In Scenario 2, we defined a supervised scenario, therefore, using the ground-truth data of the initial 600 randomly selected samples. The total loss $L_{total}$ (cf. Eq. (1)) is applied to both, the initial samples and the samples acquired over five iterations, which are provided by the oracle.

For both scenarios, after each iteration, the PIGNN is tested on a separate test dataset of 1500 samples to evaluate its prediction performance and adherence to physical laws. Additionally, we compare these methods to a random selection strategy, where 60 random samples are acquired for the training set in each iteration. This comparison assesses the efficiency of the proposed selection strategy guided by the physical loss $L_{pde}$.

4. Preliminary Results and Discussion

The results of our experiments, are summarized in Figure 3 and will be discussed in the following:

First, we can observe that our proposed query strategy outperforms the random strategy in both scenarios. It is evident that after the first iteration, Scenario 2, which was trained supervised to optimize the total loss $L_{total}$, surpasses Scenario 1, where the model was trained solely using the unsupervised loss $L_{pde}$. However, after four AL cycles, Scenario 1 demonstrates superior performance compared to Scenario 2. This indicates that the initial unsupervised training is a viable approach for our PIGNN. Considering that substantial resources are saved by determining the ground-truth values for the initial training pool — which in our example involved 600 samples — and given that one FEM simulation in industrial use cases can take days or even weeks of computing time, the advantages become even more apparent. An adaptive approach that only simulates the most valuable samples presents significant benefits.
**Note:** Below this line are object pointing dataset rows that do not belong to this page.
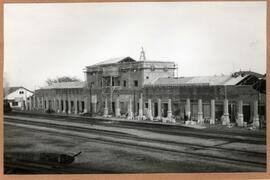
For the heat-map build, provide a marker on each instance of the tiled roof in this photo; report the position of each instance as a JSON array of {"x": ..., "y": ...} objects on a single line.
[
  {"x": 10, "y": 90},
  {"x": 66, "y": 85},
  {"x": 114, "y": 60},
  {"x": 203, "y": 80}
]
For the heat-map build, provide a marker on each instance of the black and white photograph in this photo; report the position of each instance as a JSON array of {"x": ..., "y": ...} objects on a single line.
[{"x": 134, "y": 87}]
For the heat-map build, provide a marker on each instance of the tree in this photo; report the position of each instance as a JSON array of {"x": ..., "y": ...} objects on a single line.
[{"x": 50, "y": 81}]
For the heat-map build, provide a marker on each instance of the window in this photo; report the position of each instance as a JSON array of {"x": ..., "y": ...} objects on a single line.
[
  {"x": 136, "y": 83},
  {"x": 146, "y": 105},
  {"x": 14, "y": 103}
]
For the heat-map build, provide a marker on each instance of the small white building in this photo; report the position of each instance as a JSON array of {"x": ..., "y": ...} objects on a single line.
[{"x": 17, "y": 97}]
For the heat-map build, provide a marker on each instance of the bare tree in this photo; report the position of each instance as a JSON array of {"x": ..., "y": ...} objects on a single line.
[{"x": 5, "y": 84}]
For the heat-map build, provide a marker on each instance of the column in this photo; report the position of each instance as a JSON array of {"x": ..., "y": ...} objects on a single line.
[
  {"x": 64, "y": 106},
  {"x": 188, "y": 112},
  {"x": 85, "y": 105},
  {"x": 159, "y": 110},
  {"x": 106, "y": 108},
  {"x": 130, "y": 112},
  {"x": 149, "y": 114},
  {"x": 141, "y": 107},
  {"x": 34, "y": 102},
  {"x": 213, "y": 111},
  {"x": 30, "y": 103},
  {"x": 171, "y": 119},
  {"x": 59, "y": 105},
  {"x": 200, "y": 113},
  {"x": 226, "y": 118},
  {"x": 256, "y": 122},
  {"x": 42, "y": 103},
  {"x": 47, "y": 103},
  {"x": 80, "y": 106},
  {"x": 117, "y": 108},
  {"x": 69, "y": 106},
  {"x": 94, "y": 107},
  {"x": 169, "y": 109},
  {"x": 26, "y": 104},
  {"x": 54, "y": 105},
  {"x": 76, "y": 106},
  {"x": 240, "y": 116}
]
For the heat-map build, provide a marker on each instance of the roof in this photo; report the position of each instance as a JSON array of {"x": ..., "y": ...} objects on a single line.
[
  {"x": 66, "y": 85},
  {"x": 10, "y": 90},
  {"x": 115, "y": 60},
  {"x": 202, "y": 80}
]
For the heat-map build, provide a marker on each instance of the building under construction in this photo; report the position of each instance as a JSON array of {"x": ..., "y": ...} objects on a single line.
[{"x": 149, "y": 90}]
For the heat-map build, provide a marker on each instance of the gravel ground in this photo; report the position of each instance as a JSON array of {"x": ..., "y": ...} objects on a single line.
[{"x": 99, "y": 157}]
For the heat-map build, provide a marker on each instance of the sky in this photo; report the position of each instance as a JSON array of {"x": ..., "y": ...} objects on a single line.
[{"x": 50, "y": 40}]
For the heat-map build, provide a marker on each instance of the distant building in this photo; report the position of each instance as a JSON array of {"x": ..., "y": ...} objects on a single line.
[{"x": 17, "y": 96}]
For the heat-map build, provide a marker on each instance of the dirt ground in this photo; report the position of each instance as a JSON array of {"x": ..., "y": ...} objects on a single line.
[{"x": 100, "y": 157}]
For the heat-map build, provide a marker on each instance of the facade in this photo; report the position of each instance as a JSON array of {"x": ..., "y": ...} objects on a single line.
[
  {"x": 124, "y": 87},
  {"x": 17, "y": 97}
]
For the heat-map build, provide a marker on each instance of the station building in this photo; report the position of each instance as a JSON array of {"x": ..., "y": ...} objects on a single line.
[{"x": 124, "y": 87}]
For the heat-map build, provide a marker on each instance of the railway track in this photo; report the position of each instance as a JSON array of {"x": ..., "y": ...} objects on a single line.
[
  {"x": 254, "y": 138},
  {"x": 224, "y": 155}
]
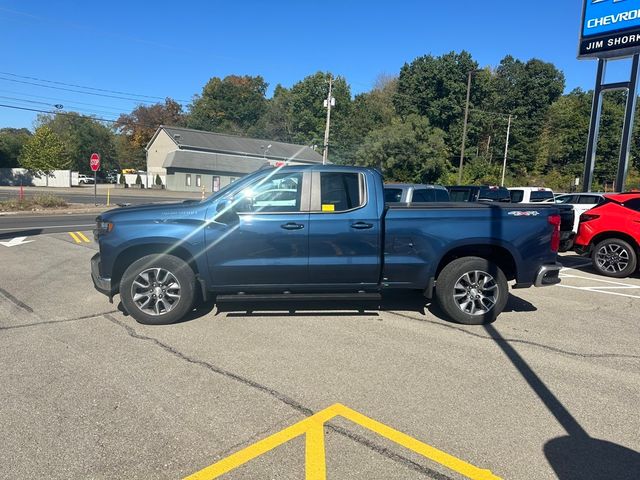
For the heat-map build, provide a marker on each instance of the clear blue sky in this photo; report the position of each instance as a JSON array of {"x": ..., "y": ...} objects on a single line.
[{"x": 172, "y": 48}]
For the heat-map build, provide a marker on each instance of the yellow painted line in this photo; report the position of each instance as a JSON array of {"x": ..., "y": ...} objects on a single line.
[
  {"x": 83, "y": 236},
  {"x": 73, "y": 235},
  {"x": 315, "y": 459}
]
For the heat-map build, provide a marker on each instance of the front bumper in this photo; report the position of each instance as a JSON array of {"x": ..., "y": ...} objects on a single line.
[
  {"x": 548, "y": 275},
  {"x": 102, "y": 284}
]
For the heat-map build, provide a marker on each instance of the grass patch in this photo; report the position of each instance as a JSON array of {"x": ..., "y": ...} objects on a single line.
[{"x": 36, "y": 202}]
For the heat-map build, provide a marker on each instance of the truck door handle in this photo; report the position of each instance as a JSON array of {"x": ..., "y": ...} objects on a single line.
[
  {"x": 292, "y": 226},
  {"x": 362, "y": 225}
]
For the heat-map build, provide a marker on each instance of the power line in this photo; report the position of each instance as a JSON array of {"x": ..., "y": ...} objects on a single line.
[
  {"x": 36, "y": 102},
  {"x": 87, "y": 88},
  {"x": 61, "y": 100},
  {"x": 51, "y": 112}
]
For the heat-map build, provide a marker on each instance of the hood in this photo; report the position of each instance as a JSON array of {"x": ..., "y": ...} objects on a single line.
[{"x": 156, "y": 211}]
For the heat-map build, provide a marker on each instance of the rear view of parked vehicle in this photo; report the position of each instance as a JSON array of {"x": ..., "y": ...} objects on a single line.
[
  {"x": 610, "y": 234},
  {"x": 471, "y": 193}
]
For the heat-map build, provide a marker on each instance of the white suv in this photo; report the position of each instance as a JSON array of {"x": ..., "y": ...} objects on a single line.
[{"x": 530, "y": 194}]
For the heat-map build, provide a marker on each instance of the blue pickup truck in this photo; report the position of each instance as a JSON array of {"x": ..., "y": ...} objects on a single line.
[{"x": 320, "y": 232}]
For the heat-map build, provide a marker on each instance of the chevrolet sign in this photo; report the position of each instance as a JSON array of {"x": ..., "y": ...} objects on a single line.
[{"x": 610, "y": 28}]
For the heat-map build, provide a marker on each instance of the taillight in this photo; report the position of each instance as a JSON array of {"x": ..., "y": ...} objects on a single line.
[
  {"x": 555, "y": 220},
  {"x": 587, "y": 217}
]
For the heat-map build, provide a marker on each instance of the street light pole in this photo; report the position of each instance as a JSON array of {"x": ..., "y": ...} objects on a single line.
[
  {"x": 464, "y": 128},
  {"x": 506, "y": 151}
]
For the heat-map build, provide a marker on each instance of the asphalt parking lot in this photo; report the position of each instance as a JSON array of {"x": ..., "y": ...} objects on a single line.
[{"x": 551, "y": 390}]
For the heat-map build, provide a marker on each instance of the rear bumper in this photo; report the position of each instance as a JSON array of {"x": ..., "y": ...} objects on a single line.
[
  {"x": 548, "y": 275},
  {"x": 102, "y": 284}
]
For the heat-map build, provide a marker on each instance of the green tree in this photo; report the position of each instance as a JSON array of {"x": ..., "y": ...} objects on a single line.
[
  {"x": 11, "y": 142},
  {"x": 527, "y": 90},
  {"x": 82, "y": 136},
  {"x": 234, "y": 104},
  {"x": 408, "y": 150},
  {"x": 44, "y": 152}
]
However, an in-depth analysis of the consistency of multiple runs using various seeds was beyond the scope of this work. Additionally, we did not conduct any hyper-parameter tuning or investigate AL parameters such as the initial pool size, the acquisition size, or the total budget. Other typical AL query strategies were also not considered. Another critical parameter is $\lambda$, which serves as the weighting factor between the two components of the loss function (cf. Eq. (1)). An incorrectly chosen $\lambda$ can lead to the optimization being dominated by one part of the loss function, either $L_{data}$ or $L_{pde}$, at the expense of the other. These aspects need to be elaborated in future work.

In Figure 4 a randomly chosen test sample of the final iteration of Scenario 1 is depicted. It shows that our AL strategy in combination with the PIGNN is capable of providing high-performing predictions in Figure 4b. In Figure 4c the absolute deviation e.g. the L1-error between the prediction and the ground-truth solution is depicted.

5. Conclusion, Limitations and Future Work

Our experiments show that our PIGNN is generally suitable for use in AL scenarios. Our proposed query strategy is built upon the network’s physical loss, which can be evaluated unsupervised. In future work, we aim to apply our methodology and model to real-world problems and more complex datasets from the field of fluid dynamics [19] and electrodynamics [4]. Further, we plan to investigate other acquisition sizes, total budgets, and the initial selection of samples as well as optimization of hyper-parameters which is in general not trivial in deep AL [20].

Currently, our PIGNN is validated on a circular problem domain solving the Poisson equation on an unstructured triangular mesh. In the future, we plan to employ this model for more complex geometries and physical problems. For the above-mentioned datasets, we intend to solve the Maxwell equations on an unstructured mesh for modeling an electric motor and address turbulent flow in a U-bend applying the Navier-Stokes equations on a graded mesh. Another work compares methods from the fields of computer vision and graph learning on these two datasets [2]. We aim to extend this comparison to include PINNs. These advancements will help validate the robustness and versatility of our PIGNN in solving a wider range of complex real-world problems. Furthermore, we want to contribute with the help of AL to face the problems of data scarcity in the realm of solving computationally expensive PDEs.